1 of 1 people found this helpful
Hey Darin. How long do these extracts take to increment using Desktop? If you can reproduce there, you can check the logs and see if the time is really being spent on the query itself, or it it's related to the Data Engine rebuilding the extract. The background task data used by that viz won't break down the sub-tasks it needs to do to complete the extract refresh successfully, but the logs will.
Thanks Matt - that was basically my question to Tableau Support but related to the Server Logs. Can I not retrieve the same information from Server logs in terms of the bottleneck being query execution or rebuilding the extract on server? I'll run a local version of the incremental off of the test SQL Server environment and see what I can dig out of the desktop logs. I appreciate your time.

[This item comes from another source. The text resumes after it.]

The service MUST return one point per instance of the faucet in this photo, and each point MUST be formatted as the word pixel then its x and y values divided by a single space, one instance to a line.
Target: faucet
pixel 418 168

1 of 1 people found this helpful
You sure can. There are several benefits to reproducing in Desktop with this issue:
I find the Desktop logs a little easier to peruse--they're all in the same folder, and you can easily make them more legible by deleting them all first, then opening Desktop again and reproducing the issue.
You are reproducing in a separate environment, which in this case removes environment issues as a variable and also removes any adverse effects you might visit on your production Server environment (I know, in this case risk is basically 0, but it's a good habit to have).
If this doesn't reproduce, we've identified a discrepancy between Desktop and Server, which narrows down the issue to environmental factors, and code differences between the two applications. Sets us up for next steps in troubleshooting nicely.
I have not done a performance recording. I'm going to get up to speed on a lot of troubleshooting skills that I've been fortunate (or maybe not so) enough not to have to master up to this point.
I have two things I need to do for sure - which is to reproduce clean logs from Desktop to reproduce an Incremental Refresh - and also do a performance recording of the same process.
This requires coordination from Data Arch to copy some views and change some filters so I can actually accomplish the reproduction on a dev/test environment- but I'm going to do these things and see what I can learn from the results.
Thanks Toby for the nudge.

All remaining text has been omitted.